Some genres of Japanese movies are hard to "place" for Westerners, since they have no precise Hollywood equivalent. The ero guro (erotic and grotesque) genre, for example, is often lumped into the horror category by overseas festivals and DVD distributors, but the films are usually less about jack-in-the-box scares than forbidden sexual desires, set in a borderland between dream and reality.

Based on the second of three "Nanase" novels by Yasutaka Tsutsui, Kazuya Konaka's "Nanase Futatabi: The Movie (Nanase Again)" would seem to be straight-ahead sci-fi. The mind-reading heroine, Nanase (Sei Ashina), joins with similarly psychically gifted companions to battle a mysterious organization that wants to wipe their kind off the face of the Earth.
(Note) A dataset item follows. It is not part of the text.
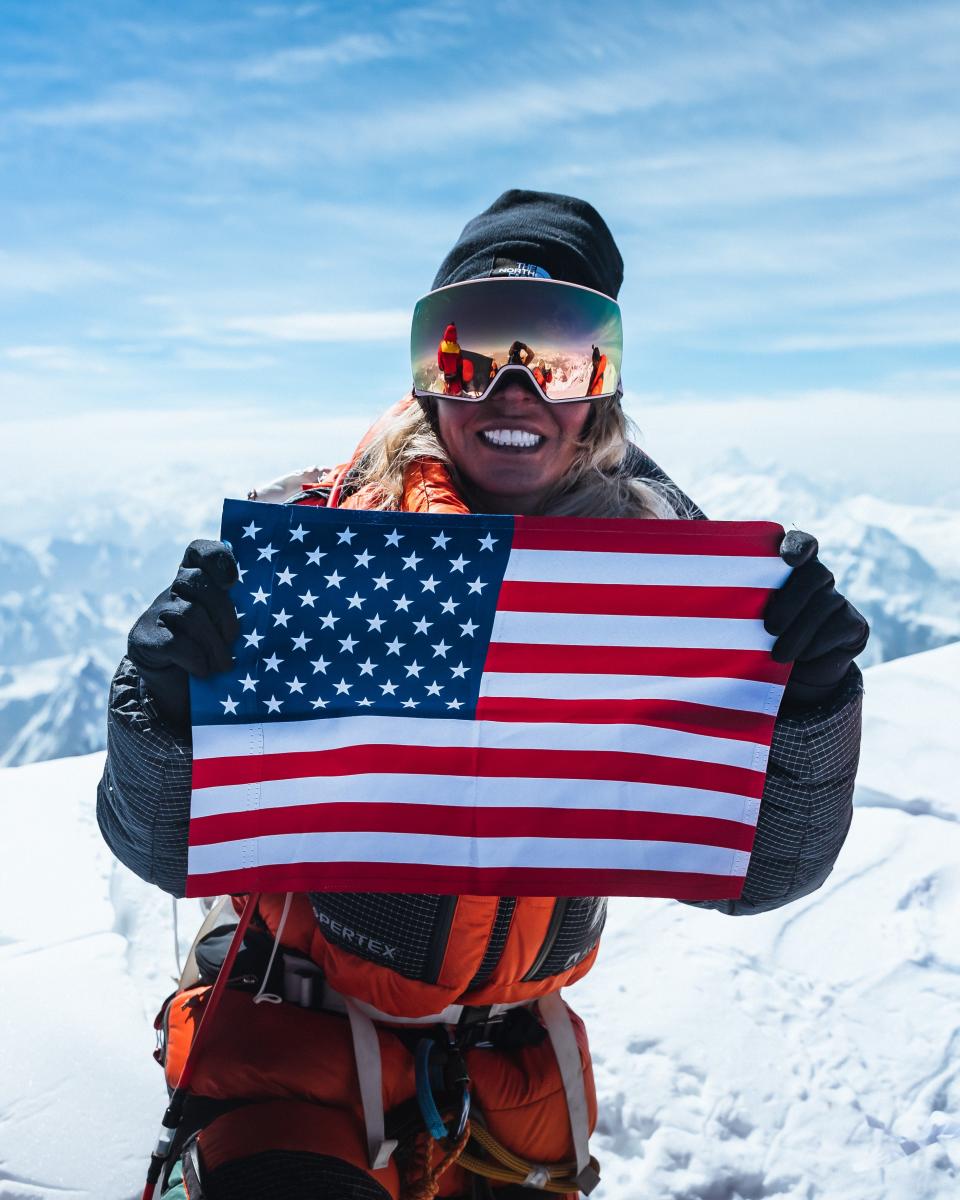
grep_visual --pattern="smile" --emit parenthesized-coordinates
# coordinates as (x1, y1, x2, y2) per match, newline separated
(480, 429, 544, 450)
The film, though, has the look and feel of a broodingly romantic ad for, depending on the scene, women's fashion, makeup or shampoo. Ashina, who starred in the ill-fated international coproduction "Silk," as well as the underrated Japanese comedy "Kazura" ("Wig"), is impeccably put together, and she is often posed against the dramatic natural beauty of Hokkaido. Watching the play of light and shadow on those perfect cheekbones and the wind gently tossing that flawlessly styled hair, I half expected to see a product logo flash on the screen.